Senate Unanimously Approves Bill To Reduce Marine Debris

December 9, 2006

WASHINGTON, D.C. – The U.S. Senate today unanimously approved S. 362, the “Marine Debris Research and Reduction Act” (S. 362), which the House of Representatives approved unanimously on September 27, 2006.  The legislation, sponsored by Senator Daniel K. Inouye (D-Hawaii), creates a comprehensive national effort to reverse the detrimental impact of marine-borne trash on coastal states, and Hawaii in particular.  S.362 will now proceed to the President for signature.
 A combination of conventional trash and industrial refuse, marine debris has accumulated by the tons off of shores and is a growing threat to both coastal habitats and human health.  The coastal waters and lands of many states are polluted with garbage, discarded fishing gear, cargo that has fallen overboard, equipment abandoned by commercial fleets and other refuse. 
The 2004 Report of the U.S. Commission on Ocean Policy identified marine debris as one of the major threats to the nation’s marine resources, human health and safety along the coasts.  However, no coordinated federal program exists to address the growing problem in a comprehensive or effective manner.

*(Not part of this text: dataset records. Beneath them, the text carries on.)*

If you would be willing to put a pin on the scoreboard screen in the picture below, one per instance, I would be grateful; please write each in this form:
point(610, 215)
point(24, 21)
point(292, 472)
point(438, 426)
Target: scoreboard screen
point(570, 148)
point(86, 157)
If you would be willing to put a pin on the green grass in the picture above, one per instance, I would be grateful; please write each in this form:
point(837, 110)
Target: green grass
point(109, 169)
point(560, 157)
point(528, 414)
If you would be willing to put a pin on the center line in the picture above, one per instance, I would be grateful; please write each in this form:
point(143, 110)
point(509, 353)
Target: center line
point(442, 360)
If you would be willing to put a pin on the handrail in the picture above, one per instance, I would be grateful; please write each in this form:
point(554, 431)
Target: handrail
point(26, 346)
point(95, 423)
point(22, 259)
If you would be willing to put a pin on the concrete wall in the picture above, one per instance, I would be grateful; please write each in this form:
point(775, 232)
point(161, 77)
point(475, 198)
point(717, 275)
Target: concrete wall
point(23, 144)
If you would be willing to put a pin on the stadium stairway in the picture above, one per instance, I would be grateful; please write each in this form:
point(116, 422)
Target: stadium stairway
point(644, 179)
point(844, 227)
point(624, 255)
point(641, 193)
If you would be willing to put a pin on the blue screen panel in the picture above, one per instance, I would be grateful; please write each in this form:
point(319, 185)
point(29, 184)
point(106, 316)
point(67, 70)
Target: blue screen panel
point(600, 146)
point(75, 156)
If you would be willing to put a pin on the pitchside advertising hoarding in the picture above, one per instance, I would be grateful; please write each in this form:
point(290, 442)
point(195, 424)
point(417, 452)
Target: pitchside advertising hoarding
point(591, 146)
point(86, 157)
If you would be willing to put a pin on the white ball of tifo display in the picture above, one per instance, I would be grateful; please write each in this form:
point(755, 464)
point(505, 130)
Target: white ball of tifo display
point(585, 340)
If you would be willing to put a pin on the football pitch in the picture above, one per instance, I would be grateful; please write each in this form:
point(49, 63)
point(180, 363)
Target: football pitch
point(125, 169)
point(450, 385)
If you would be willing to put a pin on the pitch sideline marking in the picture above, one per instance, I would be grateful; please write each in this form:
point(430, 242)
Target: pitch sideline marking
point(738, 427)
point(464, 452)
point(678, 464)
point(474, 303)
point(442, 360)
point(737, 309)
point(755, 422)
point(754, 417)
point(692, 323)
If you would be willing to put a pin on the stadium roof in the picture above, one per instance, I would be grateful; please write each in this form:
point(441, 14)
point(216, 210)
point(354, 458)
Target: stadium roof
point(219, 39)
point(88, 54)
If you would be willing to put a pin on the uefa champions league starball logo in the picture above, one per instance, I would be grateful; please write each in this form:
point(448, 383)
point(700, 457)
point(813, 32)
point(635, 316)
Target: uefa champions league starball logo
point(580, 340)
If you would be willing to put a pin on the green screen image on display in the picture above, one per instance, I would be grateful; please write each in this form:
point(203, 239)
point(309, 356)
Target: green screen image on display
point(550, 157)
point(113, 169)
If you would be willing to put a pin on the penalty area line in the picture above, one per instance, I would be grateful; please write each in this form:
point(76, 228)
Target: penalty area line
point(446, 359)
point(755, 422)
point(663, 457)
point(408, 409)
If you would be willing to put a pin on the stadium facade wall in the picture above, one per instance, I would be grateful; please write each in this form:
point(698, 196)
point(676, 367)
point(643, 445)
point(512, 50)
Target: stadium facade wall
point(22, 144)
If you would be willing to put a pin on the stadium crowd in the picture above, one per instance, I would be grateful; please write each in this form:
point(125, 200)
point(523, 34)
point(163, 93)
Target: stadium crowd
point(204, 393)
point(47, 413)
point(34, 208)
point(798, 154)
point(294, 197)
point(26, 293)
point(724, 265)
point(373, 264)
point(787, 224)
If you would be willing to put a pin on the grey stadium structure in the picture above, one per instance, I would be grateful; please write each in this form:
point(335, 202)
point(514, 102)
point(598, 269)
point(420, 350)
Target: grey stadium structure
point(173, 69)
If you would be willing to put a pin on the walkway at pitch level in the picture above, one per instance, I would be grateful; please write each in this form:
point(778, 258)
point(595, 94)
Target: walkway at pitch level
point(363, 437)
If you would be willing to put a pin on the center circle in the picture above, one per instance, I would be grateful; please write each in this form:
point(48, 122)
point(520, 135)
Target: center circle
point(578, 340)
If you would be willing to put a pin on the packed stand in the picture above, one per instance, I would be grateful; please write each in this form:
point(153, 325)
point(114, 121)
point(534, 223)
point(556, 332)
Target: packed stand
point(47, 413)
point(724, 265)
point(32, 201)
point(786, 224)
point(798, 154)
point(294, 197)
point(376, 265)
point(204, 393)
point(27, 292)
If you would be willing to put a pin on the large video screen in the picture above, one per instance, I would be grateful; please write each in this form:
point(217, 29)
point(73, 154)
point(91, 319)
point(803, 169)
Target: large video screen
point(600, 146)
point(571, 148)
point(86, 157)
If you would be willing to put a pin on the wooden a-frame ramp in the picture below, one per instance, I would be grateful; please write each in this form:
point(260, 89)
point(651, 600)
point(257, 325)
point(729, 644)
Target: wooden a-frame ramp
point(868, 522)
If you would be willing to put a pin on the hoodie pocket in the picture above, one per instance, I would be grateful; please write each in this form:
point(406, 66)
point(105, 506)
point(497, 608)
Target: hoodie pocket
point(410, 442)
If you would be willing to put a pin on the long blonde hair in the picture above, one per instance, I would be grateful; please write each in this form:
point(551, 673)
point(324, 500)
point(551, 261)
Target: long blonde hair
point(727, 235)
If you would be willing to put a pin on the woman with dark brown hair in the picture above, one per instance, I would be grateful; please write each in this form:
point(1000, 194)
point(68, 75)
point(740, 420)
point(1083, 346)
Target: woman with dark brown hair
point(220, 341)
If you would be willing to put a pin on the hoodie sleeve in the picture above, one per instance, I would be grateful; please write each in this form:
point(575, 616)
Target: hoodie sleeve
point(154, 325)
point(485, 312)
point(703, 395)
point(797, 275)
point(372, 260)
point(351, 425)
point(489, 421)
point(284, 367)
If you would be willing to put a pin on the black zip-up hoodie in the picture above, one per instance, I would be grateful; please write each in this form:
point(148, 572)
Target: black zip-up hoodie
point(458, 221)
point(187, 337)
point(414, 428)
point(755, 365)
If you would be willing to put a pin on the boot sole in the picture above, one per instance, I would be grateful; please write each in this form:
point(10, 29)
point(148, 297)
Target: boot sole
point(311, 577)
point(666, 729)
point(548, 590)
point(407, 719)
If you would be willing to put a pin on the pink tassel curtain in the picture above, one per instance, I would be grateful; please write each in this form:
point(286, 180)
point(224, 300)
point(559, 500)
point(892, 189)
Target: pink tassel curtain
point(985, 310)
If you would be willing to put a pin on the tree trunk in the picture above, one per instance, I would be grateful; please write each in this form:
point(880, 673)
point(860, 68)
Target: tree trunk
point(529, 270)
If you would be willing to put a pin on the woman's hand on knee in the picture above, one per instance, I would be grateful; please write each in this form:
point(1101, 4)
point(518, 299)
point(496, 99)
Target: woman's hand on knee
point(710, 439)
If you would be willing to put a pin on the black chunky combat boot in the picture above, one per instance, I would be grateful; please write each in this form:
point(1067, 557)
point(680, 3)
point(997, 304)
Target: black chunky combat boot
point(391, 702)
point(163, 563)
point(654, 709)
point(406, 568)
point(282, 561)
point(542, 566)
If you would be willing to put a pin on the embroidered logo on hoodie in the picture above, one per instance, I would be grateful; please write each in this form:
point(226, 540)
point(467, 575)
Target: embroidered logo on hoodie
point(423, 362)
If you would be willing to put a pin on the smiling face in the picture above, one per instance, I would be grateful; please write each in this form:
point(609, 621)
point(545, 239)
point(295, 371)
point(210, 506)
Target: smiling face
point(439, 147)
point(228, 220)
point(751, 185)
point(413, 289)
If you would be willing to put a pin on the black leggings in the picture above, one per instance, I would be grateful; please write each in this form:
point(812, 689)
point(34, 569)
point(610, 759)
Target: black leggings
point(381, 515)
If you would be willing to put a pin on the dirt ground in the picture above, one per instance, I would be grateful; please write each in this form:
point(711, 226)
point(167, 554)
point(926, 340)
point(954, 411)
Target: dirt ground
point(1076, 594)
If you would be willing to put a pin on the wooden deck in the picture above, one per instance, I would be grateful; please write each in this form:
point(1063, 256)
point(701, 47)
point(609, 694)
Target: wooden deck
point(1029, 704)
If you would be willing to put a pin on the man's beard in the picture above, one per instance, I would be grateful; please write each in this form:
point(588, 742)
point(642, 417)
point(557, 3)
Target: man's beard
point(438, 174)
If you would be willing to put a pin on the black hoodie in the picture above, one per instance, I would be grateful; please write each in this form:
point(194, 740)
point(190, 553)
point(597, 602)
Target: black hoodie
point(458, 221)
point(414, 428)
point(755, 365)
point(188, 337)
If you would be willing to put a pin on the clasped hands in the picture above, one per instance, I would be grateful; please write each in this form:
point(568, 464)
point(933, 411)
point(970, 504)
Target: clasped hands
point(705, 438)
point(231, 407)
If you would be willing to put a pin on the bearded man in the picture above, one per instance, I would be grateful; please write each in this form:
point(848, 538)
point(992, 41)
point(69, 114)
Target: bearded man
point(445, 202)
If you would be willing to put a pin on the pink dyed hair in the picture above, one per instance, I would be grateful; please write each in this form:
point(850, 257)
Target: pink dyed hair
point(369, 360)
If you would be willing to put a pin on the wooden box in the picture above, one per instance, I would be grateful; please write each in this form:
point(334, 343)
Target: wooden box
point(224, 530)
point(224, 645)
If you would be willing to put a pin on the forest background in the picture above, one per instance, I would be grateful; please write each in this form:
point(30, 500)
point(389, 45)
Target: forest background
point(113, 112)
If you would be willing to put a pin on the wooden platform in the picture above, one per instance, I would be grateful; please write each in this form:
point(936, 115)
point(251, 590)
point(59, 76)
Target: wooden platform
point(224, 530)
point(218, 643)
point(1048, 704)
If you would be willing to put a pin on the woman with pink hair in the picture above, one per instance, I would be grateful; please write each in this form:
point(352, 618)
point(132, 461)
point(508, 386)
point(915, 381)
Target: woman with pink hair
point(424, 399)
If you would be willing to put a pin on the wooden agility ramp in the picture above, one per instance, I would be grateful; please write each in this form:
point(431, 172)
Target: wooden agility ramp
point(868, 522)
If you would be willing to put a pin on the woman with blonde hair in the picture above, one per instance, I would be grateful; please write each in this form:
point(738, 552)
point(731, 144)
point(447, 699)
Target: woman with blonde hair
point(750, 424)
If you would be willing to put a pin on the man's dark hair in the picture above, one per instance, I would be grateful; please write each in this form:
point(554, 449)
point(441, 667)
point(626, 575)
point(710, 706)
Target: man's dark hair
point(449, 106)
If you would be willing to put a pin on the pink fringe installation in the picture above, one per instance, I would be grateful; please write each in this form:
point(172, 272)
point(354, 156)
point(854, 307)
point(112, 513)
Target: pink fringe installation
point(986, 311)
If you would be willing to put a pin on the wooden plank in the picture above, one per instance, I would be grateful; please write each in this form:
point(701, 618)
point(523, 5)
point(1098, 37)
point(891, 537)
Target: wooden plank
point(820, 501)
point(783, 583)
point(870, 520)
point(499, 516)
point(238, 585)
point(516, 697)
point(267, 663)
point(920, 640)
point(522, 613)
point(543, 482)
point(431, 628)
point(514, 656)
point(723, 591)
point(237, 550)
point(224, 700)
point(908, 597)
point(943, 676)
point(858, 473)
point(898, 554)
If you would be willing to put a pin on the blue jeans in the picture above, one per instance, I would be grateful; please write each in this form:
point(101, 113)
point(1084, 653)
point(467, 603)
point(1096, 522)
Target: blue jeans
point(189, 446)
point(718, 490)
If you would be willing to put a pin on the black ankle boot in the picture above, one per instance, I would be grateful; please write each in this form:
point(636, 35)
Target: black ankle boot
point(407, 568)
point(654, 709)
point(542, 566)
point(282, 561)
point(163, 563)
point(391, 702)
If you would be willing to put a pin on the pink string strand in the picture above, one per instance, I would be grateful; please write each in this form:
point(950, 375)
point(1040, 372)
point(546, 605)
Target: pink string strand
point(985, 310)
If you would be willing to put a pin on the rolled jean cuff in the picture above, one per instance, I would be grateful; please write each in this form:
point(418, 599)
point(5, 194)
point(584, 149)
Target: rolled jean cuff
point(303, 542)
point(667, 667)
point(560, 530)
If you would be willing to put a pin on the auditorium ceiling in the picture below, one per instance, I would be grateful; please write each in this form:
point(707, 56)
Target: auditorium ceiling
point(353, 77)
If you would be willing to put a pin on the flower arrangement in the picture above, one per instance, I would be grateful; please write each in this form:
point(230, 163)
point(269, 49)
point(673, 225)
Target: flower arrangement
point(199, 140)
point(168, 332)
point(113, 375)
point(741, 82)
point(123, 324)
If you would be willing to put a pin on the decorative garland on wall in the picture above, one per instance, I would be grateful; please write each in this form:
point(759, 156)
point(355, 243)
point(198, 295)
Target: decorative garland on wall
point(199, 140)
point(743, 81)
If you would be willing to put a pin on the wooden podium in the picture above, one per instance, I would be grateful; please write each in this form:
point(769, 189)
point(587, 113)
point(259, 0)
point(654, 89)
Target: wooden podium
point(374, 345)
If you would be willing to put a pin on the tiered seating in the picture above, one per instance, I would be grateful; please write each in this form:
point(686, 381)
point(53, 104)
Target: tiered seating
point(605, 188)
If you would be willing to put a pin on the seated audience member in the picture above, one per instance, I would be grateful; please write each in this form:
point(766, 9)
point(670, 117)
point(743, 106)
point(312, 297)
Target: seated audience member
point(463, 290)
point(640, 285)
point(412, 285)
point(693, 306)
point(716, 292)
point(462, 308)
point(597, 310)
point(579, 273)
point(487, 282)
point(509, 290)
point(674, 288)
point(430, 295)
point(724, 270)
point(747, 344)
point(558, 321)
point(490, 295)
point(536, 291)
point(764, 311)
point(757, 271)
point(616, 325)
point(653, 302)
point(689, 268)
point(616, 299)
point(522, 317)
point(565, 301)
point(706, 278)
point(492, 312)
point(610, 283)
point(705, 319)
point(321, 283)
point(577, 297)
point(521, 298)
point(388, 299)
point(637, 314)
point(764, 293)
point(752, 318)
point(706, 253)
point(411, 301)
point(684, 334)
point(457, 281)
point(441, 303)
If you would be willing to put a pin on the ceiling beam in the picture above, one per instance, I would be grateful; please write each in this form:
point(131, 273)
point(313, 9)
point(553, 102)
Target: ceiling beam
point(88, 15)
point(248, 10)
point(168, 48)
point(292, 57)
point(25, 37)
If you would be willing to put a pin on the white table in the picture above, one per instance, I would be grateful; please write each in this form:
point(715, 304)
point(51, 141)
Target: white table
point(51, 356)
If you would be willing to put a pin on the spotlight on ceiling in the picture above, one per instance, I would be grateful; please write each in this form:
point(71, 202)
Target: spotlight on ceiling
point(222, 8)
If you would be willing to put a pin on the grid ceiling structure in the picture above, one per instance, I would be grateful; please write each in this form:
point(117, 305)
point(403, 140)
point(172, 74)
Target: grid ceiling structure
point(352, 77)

“Marine debris is a major cause of death to marine life and it degrades aquatic habitats, such as coral reefs and sea grass beds,” said Inouye, co-chairman of the Senate, Commerce, Science and Transportation Committee. “We must try to reverse this problem and it will take the comprehensive, national commitment this legislation establishes.”
The problem is particularly acute in Hawaii and the federally-protected Northwestern Hawaiian Islands .  With many of the Pacific currents circling around the island state, the Northwestern Hawaiian Islands act as a filter of sorts for the entire Pacific, collecting literally thousands of tons of refuse and debris every year.
“In Hawaii , we are able to see the effect of marine debris more clearly than most because of the convergence caused by the North Pacific Tropical High,” Inouye noted.  “Since 1996, a total of 484 tons of debris have been removed from coral reefs in the Northwestern Hawaiian Islands , which is also home to many endangered marine species.”
The “Marine Debris Research and Reduction Act” (S. 362), introduced by Inouye and co-sponsored by Committee Chairman Ted Stevens (R-Alaska) and Senators Olympia Snowe (R-Maine), John Kerry (D-Mass.), Maria Cantwell (D-Wash.), Frank Lautenberg (D-N.J.), and Paul Sarbanes (D-Maryland), establishes a Marine Debris Prevention and Removal Program within the National Oceanic and Atmospheric Administration (NOAA), and enhances the U.S. Coast Guard’s enforcement of laws designed to prevent ship-based pollution. As approved by the House, it authorizes $10 million and $2 million, respectively, each year from 2006-2010 to carry out the Act. 
The legislation aims to improve research and information on the sources of marine debris, its potential threats, and the means to prevent it.  It also urges the agencies involved to work with foreign governments in collaborative efforts to reduce marine debris.